Paritial upload of Backups to GCS when using pbm 2.10.0

Hello, recently we’ve upgraded PBM from 2.9.1 to 2.10.0.

We’re uploading backups to GCS

After the migration we’ve noticed that some objects appear to be partially uploaded, unfortunately there is no errors logged when this occurs.

With 2.9.1 we were using the S3 driver with retries setup.

With 2.10.0 we had to migrate to GCS driver without configuring any retry (this option is not documented). Taking a look at the source code it looks like it is possible to setup backoff options (backoffInitial, backoffMax, and backoffMultiplier) but I am not entirely clear how to properly configure these so there’s a maximum number of retries, can you please clarify?

S3 driver has been quite reliable for us and it is logging errors that take place during transfer, is there any chance to force 2.10.0 to continue using S3 driver while uploading backups to GCS? The GCS implementation doesn’t seem as reliable and S3 one so we are forced to continue using 2.9.1 for now.

Hello,

Thank you for reporting this. Let me start by directly answering your questions:

is there any chance to force 2.10.0 to continue using S3 driver while uploading backups to GCS?

We were forced to migrate to dedicated GCS library due to the end-of-support for AWS V1 SDK: Announcing end-of-support for AWS SDK for Go (v1) effective July 31, 2025 | AWS Developer Tools Blog .
AWS v2 SDK doesn’t support GCS, so answer to your question is unfortunately no.

I am not entirely clear how to properly configure these so there’s a maximum number of retries

Retry options for GCS are documented here: Remote backup storage options - Percona Backup for MongoDB
So by default there will be retries after: 1, 2, 4, 8, 16 seconds.

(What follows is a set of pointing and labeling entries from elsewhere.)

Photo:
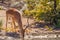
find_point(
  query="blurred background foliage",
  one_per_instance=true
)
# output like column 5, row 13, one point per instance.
column 38, row 9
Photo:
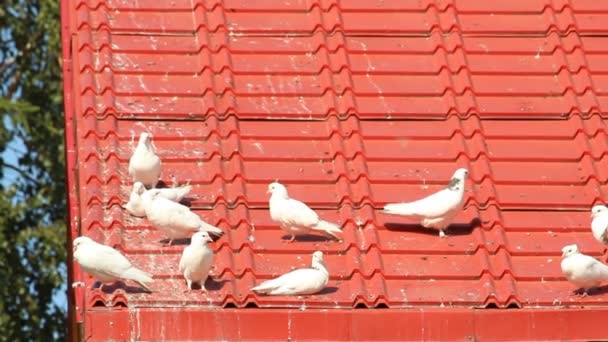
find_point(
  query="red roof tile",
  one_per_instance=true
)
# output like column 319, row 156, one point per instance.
column 351, row 104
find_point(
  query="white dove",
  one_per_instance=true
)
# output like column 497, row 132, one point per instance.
column 175, row 220
column 135, row 206
column 106, row 264
column 144, row 165
column 599, row 224
column 303, row 281
column 296, row 217
column 196, row 260
column 437, row 210
column 582, row 270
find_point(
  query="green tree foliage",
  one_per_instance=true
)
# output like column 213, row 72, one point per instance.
column 33, row 191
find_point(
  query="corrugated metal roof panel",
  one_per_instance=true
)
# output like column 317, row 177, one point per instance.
column 351, row 105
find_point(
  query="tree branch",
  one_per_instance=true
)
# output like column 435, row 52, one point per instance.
column 21, row 172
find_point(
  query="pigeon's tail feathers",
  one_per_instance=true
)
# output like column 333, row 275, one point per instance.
column 212, row 230
column 404, row 209
column 139, row 276
column 267, row 286
column 329, row 228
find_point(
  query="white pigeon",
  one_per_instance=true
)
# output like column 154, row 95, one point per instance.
column 196, row 260
column 106, row 264
column 583, row 271
column 144, row 165
column 303, row 281
column 295, row 217
column 135, row 206
column 175, row 220
column 437, row 210
column 599, row 224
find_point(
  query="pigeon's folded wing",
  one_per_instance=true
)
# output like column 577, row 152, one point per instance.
column 435, row 205
column 598, row 270
column 296, row 213
column 294, row 281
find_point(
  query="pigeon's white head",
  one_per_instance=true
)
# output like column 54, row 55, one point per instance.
column 457, row 180
column 79, row 241
column 461, row 173
column 200, row 238
column 598, row 210
column 317, row 257
column 144, row 139
column 139, row 188
column 569, row 250
column 277, row 189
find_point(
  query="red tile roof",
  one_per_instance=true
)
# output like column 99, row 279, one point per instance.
column 351, row 104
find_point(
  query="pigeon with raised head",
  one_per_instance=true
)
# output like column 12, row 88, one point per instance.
column 437, row 210
column 599, row 223
column 144, row 165
column 175, row 220
column 302, row 281
column 196, row 260
column 106, row 264
column 135, row 206
column 583, row 271
column 295, row 217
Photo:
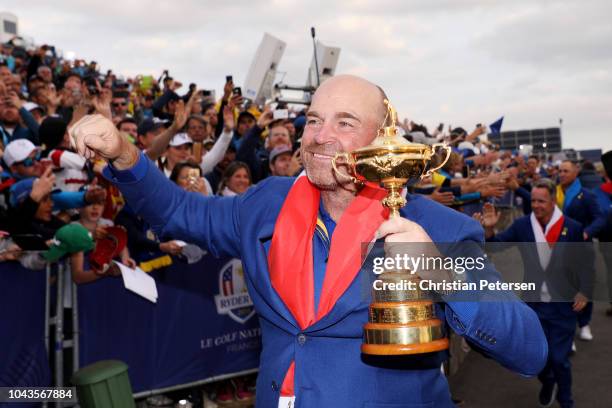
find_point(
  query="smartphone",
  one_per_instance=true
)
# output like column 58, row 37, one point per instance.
column 30, row 242
column 193, row 174
column 281, row 114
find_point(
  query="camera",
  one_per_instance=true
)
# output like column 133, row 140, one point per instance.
column 92, row 85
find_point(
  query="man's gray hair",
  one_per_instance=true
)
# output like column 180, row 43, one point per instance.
column 548, row 184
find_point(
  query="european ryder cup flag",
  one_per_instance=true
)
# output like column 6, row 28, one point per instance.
column 496, row 126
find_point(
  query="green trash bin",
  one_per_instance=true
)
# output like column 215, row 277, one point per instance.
column 104, row 384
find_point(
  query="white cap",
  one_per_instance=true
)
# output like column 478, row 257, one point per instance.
column 180, row 139
column 18, row 150
column 30, row 106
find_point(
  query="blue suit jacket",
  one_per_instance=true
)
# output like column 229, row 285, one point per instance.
column 330, row 370
column 570, row 270
column 584, row 208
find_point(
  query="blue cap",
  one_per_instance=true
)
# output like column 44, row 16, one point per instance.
column 20, row 191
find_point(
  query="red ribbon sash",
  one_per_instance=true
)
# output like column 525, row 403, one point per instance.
column 290, row 257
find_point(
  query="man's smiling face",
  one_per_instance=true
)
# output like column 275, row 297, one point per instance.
column 345, row 114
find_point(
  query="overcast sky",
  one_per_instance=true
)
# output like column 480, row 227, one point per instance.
column 460, row 62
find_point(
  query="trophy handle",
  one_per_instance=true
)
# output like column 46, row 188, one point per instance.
column 434, row 147
column 350, row 163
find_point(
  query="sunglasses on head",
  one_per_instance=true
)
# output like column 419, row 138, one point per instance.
column 30, row 161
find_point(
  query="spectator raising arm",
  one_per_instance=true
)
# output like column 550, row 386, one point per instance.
column 216, row 153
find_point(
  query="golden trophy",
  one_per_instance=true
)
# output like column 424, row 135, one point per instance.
column 400, row 321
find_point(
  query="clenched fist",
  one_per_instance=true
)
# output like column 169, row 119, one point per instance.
column 96, row 135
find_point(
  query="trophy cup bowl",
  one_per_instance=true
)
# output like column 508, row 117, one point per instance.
column 400, row 321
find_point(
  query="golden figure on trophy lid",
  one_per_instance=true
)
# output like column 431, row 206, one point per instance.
column 400, row 321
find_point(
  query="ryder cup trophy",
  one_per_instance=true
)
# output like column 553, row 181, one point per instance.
column 400, row 321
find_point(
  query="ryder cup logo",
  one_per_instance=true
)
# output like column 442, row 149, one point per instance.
column 233, row 299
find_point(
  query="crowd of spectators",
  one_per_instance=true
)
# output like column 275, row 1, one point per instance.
column 206, row 146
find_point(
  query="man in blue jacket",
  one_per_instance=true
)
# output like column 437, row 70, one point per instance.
column 300, row 243
column 564, row 275
column 581, row 205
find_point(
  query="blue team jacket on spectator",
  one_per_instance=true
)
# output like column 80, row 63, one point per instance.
column 330, row 370
column 585, row 209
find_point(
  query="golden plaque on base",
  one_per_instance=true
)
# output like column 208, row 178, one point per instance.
column 400, row 321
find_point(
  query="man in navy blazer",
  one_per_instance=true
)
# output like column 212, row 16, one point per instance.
column 581, row 205
column 329, row 370
column 561, row 273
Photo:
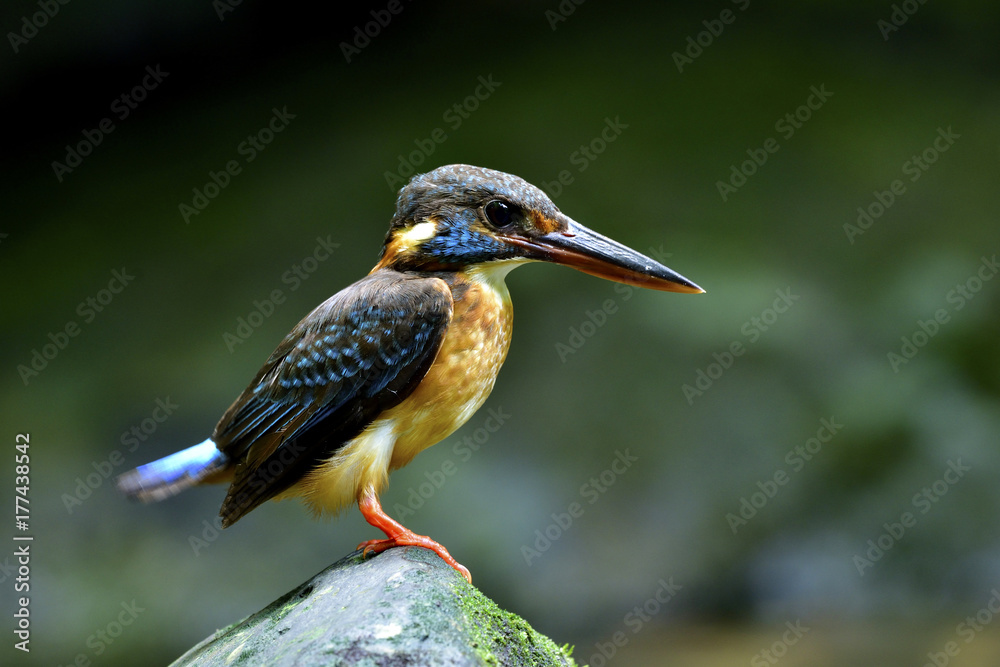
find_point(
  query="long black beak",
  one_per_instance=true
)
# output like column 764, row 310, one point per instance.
column 586, row 250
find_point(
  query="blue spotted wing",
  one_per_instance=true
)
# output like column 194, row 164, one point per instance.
column 359, row 353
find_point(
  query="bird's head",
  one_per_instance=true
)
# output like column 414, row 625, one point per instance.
column 459, row 216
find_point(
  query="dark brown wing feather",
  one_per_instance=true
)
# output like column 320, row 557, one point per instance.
column 359, row 353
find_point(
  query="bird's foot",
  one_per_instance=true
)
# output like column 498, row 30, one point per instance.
column 398, row 535
column 410, row 539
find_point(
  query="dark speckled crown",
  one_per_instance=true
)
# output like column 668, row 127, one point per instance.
column 449, row 189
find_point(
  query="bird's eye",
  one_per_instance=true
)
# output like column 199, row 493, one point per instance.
column 500, row 214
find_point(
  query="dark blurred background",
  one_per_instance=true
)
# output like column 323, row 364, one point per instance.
column 861, row 406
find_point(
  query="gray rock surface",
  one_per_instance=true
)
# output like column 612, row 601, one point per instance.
column 402, row 607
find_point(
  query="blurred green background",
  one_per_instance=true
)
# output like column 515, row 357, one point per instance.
column 704, row 454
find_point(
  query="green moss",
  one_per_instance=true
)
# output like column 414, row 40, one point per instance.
column 505, row 638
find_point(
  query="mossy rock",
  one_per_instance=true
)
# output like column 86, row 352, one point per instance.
column 402, row 607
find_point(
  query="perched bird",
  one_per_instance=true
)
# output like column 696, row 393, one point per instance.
column 397, row 361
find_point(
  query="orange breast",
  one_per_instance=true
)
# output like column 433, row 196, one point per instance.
column 463, row 373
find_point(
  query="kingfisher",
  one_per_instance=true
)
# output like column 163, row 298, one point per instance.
column 397, row 361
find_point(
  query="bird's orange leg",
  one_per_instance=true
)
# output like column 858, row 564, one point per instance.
column 398, row 535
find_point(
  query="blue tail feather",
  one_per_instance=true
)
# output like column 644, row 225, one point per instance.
column 172, row 474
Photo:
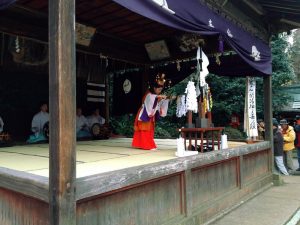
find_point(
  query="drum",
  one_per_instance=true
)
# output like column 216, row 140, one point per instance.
column 96, row 130
column 4, row 137
column 5, row 140
column 46, row 130
column 100, row 131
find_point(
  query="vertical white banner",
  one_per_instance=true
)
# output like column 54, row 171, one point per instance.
column 250, row 124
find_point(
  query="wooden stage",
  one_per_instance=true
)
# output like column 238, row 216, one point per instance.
column 93, row 157
column 117, row 184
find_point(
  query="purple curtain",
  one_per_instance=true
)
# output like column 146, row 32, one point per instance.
column 192, row 16
column 5, row 3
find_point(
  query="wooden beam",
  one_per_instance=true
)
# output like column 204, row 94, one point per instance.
column 62, row 100
column 268, row 114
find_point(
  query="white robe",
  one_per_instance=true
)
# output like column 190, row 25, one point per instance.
column 95, row 119
column 1, row 125
column 81, row 122
column 149, row 103
column 39, row 121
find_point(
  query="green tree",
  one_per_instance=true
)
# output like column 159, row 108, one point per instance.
column 295, row 54
column 229, row 92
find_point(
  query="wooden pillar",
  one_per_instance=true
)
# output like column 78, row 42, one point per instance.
column 62, row 100
column 268, row 114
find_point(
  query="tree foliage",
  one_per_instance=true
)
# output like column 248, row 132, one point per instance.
column 295, row 54
column 229, row 93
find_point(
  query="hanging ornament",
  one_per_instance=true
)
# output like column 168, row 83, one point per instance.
column 17, row 45
column 218, row 61
column 199, row 57
column 191, row 97
column 221, row 44
column 181, row 106
column 178, row 65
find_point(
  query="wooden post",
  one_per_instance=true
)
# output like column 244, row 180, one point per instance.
column 62, row 100
column 268, row 115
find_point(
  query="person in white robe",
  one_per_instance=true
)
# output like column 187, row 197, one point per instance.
column 1, row 125
column 37, row 125
column 95, row 118
column 82, row 129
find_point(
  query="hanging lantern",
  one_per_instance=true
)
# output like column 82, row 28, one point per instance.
column 221, row 44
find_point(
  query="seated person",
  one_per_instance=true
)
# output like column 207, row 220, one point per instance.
column 1, row 125
column 38, row 124
column 99, row 129
column 82, row 129
column 5, row 139
column 95, row 118
column 261, row 129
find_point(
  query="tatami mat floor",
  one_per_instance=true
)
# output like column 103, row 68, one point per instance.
column 93, row 157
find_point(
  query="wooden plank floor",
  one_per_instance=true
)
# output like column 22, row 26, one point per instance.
column 93, row 157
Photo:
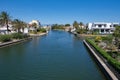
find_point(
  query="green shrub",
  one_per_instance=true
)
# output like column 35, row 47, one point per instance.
column 5, row 38
column 110, row 60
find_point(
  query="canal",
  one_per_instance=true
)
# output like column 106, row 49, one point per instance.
column 58, row 55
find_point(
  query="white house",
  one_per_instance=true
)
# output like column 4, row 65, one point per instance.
column 103, row 27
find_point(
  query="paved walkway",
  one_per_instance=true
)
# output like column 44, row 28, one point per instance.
column 110, row 73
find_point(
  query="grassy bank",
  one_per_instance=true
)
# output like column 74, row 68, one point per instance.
column 109, row 59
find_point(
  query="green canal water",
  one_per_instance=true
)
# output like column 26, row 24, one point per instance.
column 56, row 56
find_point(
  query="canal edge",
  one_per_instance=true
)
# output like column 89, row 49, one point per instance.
column 14, row 42
column 101, row 62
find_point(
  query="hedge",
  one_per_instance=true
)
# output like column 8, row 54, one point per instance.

In general, we’ll be able to help you more if you clarify the usage scenario a bit, especially this:

After the migration we’ve noticed that some objects appear to be partially uploaded, unfortunately there is no errors logged when this occurs.

What was the uploaded object size, and what was the expected one? How many of them failed, and how did you detect that if an error hasn’t been reported? Also, please share your GCS configuration that you are using with v2.10. Having log file can significantly clarify the situation, so please share it if that’s possible.

Hello,

thanks for your response!

Retry options for GCS are documented here: Remote backup storage options - Percona Backup for MongoDB
So by default there will be retries after: 1, 2, 4, 8, 16 seconds.

So backoffMax which defaults 30 state that when the computed retry is longer than 30 seconds the library will stop retrying? I though it would’ve been that the retries would’ve been: 1, 2, 4, 8, 16, 30, 30 … but then I was missing how to set the max number of retries.

Is there a way to make pmb log when it retries?

What was the uploaded object size, and what was the expected one? How many of them failed, and how did you detect that if an error hasn’t been reported?

We detected while attempting a restore of the backup, we couldn’t inflate the gz and then noticed it was smaller than previous backups. For example a file that is usually lager than 390GB was only 111GB and another that is usually larger than 590GB was 344GB. We did not do an in-depth review of all collections but it looks like larger collections have a higher chance of being ‘partially uploaded’.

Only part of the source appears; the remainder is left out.